Parece ser o que realça o poeta; aí encontro o contexto que atinge o homem em momento de pura eternidade.
“Mentem. Mentem e calam. Mas suas frases / falam. E desfilam de tal modo
nuas / que mesmo um cego pode ver / a verdade em trapos pelas ruas”.
O poema abrange duas correntes críticas: de um lado, uns caminham para a mentira e, do outro, acreditam na mentira como verdade. Affonso, com o poder de toque próprio, mostra ideias abordadas na poesia, de que o homem maneja elementos de verdade e tenta dar-lhes forma e consistência, defendendo sua sobrevivência.
“Sei que a verdade é difícil / e para alguns é clara e escura. / Mas não
se chega à verdade / pela mentira, nem à democracia / pela ditadura”.
Há lucidez entre verdades-mentiras e o poeta, na obra, concede a extensão das possibilidades de a poesia ser poesia, permanecendo entre nós as suas palavras e o lado “claro e escuro” que o torna ponto de referência para o caminho do leitor.

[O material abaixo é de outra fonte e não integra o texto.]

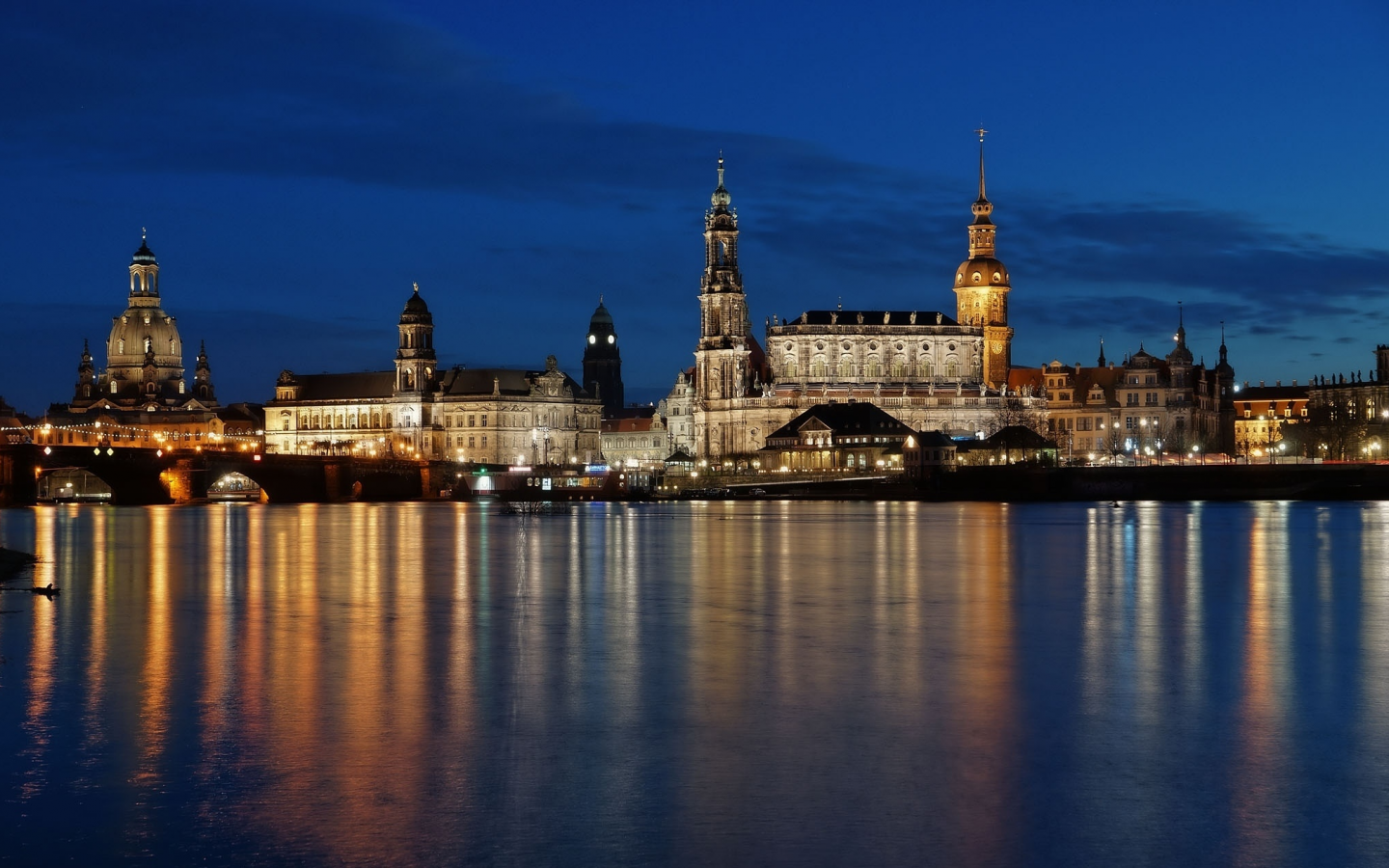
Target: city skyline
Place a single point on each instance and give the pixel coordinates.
(296, 188)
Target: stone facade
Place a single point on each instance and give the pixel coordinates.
(925, 368)
(485, 416)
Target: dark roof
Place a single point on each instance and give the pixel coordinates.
(510, 381)
(871, 318)
(344, 387)
(1013, 436)
(1271, 393)
(934, 439)
(858, 417)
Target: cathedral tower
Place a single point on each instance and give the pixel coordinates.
(722, 354)
(982, 289)
(602, 362)
(416, 363)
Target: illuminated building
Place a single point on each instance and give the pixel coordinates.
(1348, 414)
(489, 416)
(141, 397)
(603, 362)
(928, 369)
(1265, 413)
(635, 441)
(856, 438)
(1143, 407)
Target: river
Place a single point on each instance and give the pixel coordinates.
(722, 684)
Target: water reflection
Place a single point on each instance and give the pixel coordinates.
(704, 684)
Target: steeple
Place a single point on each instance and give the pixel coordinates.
(981, 233)
(1180, 354)
(722, 352)
(416, 357)
(145, 275)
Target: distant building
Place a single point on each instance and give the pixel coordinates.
(141, 397)
(603, 362)
(637, 441)
(1146, 403)
(928, 369)
(1348, 413)
(489, 416)
(927, 453)
(1265, 414)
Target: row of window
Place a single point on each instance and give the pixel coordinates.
(846, 368)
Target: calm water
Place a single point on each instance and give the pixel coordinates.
(699, 685)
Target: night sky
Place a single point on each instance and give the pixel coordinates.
(300, 164)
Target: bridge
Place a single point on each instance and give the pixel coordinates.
(142, 476)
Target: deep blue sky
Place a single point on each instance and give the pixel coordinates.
(300, 164)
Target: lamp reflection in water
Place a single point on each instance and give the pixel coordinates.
(1262, 785)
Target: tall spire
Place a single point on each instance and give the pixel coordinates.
(720, 199)
(982, 133)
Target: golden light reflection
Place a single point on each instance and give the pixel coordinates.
(38, 725)
(1260, 788)
(158, 653)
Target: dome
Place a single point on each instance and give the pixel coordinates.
(600, 317)
(992, 272)
(129, 332)
(144, 256)
(416, 309)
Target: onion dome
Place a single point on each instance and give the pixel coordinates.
(981, 271)
(600, 315)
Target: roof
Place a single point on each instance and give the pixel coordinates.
(858, 417)
(344, 387)
(1025, 378)
(903, 318)
(510, 381)
(934, 439)
(1013, 436)
(1271, 393)
(628, 425)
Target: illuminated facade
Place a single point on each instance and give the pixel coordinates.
(603, 362)
(488, 416)
(1143, 406)
(141, 397)
(928, 369)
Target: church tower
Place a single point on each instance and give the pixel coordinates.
(416, 363)
(982, 289)
(602, 362)
(203, 378)
(722, 354)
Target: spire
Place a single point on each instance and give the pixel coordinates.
(720, 201)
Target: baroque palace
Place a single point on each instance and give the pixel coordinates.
(489, 416)
(924, 366)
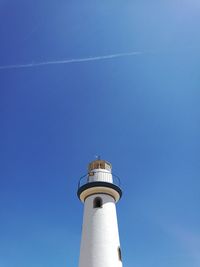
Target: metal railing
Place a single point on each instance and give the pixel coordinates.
(85, 179)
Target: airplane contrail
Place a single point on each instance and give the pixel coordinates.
(68, 61)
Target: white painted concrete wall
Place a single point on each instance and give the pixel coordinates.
(100, 237)
(100, 175)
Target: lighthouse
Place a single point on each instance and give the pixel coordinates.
(99, 191)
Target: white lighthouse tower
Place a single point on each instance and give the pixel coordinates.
(100, 245)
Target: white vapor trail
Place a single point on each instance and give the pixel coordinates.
(68, 61)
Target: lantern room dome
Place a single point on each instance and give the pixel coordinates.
(99, 164)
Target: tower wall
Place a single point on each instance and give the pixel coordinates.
(100, 245)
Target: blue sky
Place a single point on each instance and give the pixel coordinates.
(141, 113)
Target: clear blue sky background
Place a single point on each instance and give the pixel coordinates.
(140, 112)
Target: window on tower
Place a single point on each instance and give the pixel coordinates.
(97, 203)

Affonso, no poema, como manifesto, realiza uma poesia diferente, que faz sentir o espírito de uma época; ecos da realidade que ligam a arte de escrever com a arte de viver, em processo que tem por cenário a palavra mentira, como questionamento, sem perder a capacidade de acreditar.
“Mentiram-me. Mentiram-me ontem / e hoje mentem novamente. Mentem /
de corpo e alma, completamente. / E mentem de maneira tão pungente /
que acho que mentem sinceramente”.
O poema, A Implosão da Mentira, é o estado natural que une o momento à invenção da verdade, como conversa em que a mentira assume sua nossa vivência. Ele, à sua maneira, deixa marcas sobre o contexto que nos move diariamente.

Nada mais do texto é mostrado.